# Insulating electronics from main engine voltage drops



## Surffshr (Dec 28, 2017)

Is there a way to prevent voltage drops when using the trim/tilt or jackplate? Most of it I can live with, but I’ve noticed my radio cutting out badly and not recovering well after adjusting the trim or jackplate. My nav lights dim significantly when making adjustments so i’m attributing the issue to a voltage drop, but I have not actually measured this. I appreciate any input.


----------



## bryson (Jun 22, 2015)

I know it sounds obvious, but the first thing I'd do is try to rule out any issue with your wiring, such as corroded grounds/connections.

If the system is in good shape and everything is sized appropriately, you may notice some slight dimming of lights, but it shouldn't be anything too significant. It definitely shouldn't cause the radio to cut out badly and have trouble recovering.


----------



## Guest (Sep 29, 2018)

bryson said:


> I know it sounds obvious, but the first thing I'd do is try to rule out any issue with your wiring, such as corroded grounds/connections.
> 
> If the system is in good shape and everything is sized appropriately, you may notice some slight dimming of lights, but it shouldn't be anything too significant. It definitely shouldn't cause the radio to cut out badly and have trouble recovering.

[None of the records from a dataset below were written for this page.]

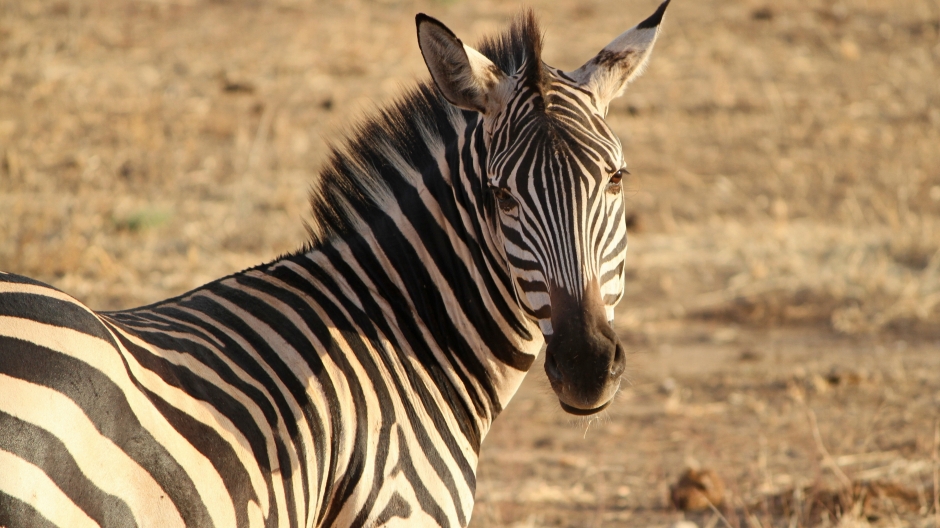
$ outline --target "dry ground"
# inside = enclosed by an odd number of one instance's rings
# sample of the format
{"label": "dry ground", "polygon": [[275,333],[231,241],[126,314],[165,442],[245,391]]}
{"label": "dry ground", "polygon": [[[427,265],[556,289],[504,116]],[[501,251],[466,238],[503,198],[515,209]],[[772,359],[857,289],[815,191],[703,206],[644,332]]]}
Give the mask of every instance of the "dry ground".
{"label": "dry ground", "polygon": [[[566,69],[655,8],[527,4]],[[472,42],[517,8],[0,0],[0,269],[113,309],[296,249],[326,142],[425,75],[414,13]],[[572,421],[537,369],[474,525],[669,525],[702,465],[700,525],[936,526],[938,79],[937,0],[676,0],[609,119],[632,385]]]}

Well said, correct wire sizing and terminations that are clean and corrosion free are the most important thing in this case! Check your wiring and terminations as stated. If all is good then check the battery condition. If all is still good, a capacitor may be needed for certain electronics but doubt this is your case since you mentioned your nav lights being affected also.


----------



## Salt of the Water (Feb 26, 2018)

If the cables are all correctly sized and in good shape, maybe the battery just doesn't have the oomph for those large amperage loads. Textbook candidate for a dual battery system with an isolated house battery. Blue sea systems mini add a battery kit will help keep the house isolated from the motor battery when it's pulling large loads, but keep both charged while the motor is turning the alternator. In this case you'd need to put the jackplate on the motor battery instead of the house battery which is a tad unusual but shouldn't hurt anything.

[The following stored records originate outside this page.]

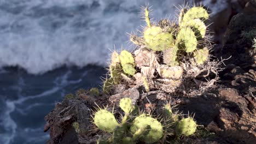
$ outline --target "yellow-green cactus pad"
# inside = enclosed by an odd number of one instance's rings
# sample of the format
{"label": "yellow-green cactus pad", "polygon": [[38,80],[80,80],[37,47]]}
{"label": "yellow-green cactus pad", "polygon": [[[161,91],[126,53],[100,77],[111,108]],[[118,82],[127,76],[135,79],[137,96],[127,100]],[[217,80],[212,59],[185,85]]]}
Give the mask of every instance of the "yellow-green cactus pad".
{"label": "yellow-green cactus pad", "polygon": [[205,23],[199,19],[192,19],[183,22],[181,26],[191,27],[192,29],[195,32],[197,38],[205,38],[207,27]]}
{"label": "yellow-green cactus pad", "polygon": [[175,133],[178,136],[188,136],[195,133],[196,127],[196,122],[191,118],[183,118],[176,124]]}
{"label": "yellow-green cactus pad", "polygon": [[175,46],[164,51],[163,59],[164,63],[170,66],[178,65],[177,61],[177,53],[179,50],[178,43],[176,43]]}
{"label": "yellow-green cactus pad", "polygon": [[209,50],[207,47],[197,50],[194,52],[194,58],[197,64],[203,64],[209,57]]}
{"label": "yellow-green cactus pad", "polygon": [[93,87],[90,89],[89,94],[94,96],[98,96],[100,95],[100,91],[97,88]]}
{"label": "yellow-green cactus pad", "polygon": [[202,7],[193,7],[189,9],[183,16],[183,22],[187,22],[195,19],[200,19],[202,20],[209,18],[207,11]]}
{"label": "yellow-green cactus pad", "polygon": [[105,109],[97,111],[94,118],[95,125],[102,130],[112,133],[119,124],[114,115]]}
{"label": "yellow-green cactus pad", "polygon": [[148,48],[154,51],[162,51],[174,45],[172,34],[164,32],[158,26],[147,27],[144,32],[144,38]]}
{"label": "yellow-green cactus pad", "polygon": [[149,132],[146,135],[141,137],[146,143],[152,143],[158,142],[163,135],[162,126],[155,118],[142,115],[136,117],[132,122],[130,130],[135,134],[141,128],[150,126]]}
{"label": "yellow-green cactus pad", "polygon": [[133,108],[131,99],[127,98],[121,99],[120,100],[119,106],[126,114],[129,113]]}
{"label": "yellow-green cactus pad", "polygon": [[123,138],[122,144],[136,144],[136,142],[134,142],[132,138],[130,137],[125,137]]}
{"label": "yellow-green cactus pad", "polygon": [[134,68],[134,67],[130,64],[124,64],[122,65],[123,70],[125,73],[130,75],[133,75],[136,73],[136,70]]}
{"label": "yellow-green cactus pad", "polygon": [[190,27],[181,27],[177,35],[179,45],[186,52],[192,52],[196,49],[197,40],[195,32]]}
{"label": "yellow-green cactus pad", "polygon": [[111,63],[115,64],[120,62],[119,55],[117,52],[114,51],[111,55]]}
{"label": "yellow-green cactus pad", "polygon": [[118,84],[121,80],[122,68],[120,63],[112,64],[109,66],[110,77],[114,84]]}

I’d try to do as much of the tilting / jacking as possible with the motor running. Let the alternator do most of the work, and only use the battery for that last little bit, getting the skeg out of the water.


----------



## Cam (Apr 5, 2017)

If the wiring is solid, you can install a large capacitor between the stereo and battery. That will likely solve the voltage drop when the jackplate or starter is fired up. They are typically used in cars to prevent head light dimming during heavy bass, but should work just as well in a marine setup.


----------



## WindblownBeard (Aug 1, 2018)

Did you ever get this figured out? I am having similar issues with my new boat. I suspect it may be an underpowered cranking battery for my 50 tohatsu. At idle speeds and low rpms, the radio cuts out and pops. When planed off, there are no issues. I also get cut outs on the GPS and radio when moving the trim tabs .I think the tohatsu may be killing the battery due to the high cranking amps required (850cca)


----------



## Surffshr (Dec 28, 2017)

I sold the boat.

However, I did replace the cranking battery and ran it a good while before selling. This did help but didn’t eliminate the issue with the radio.


----------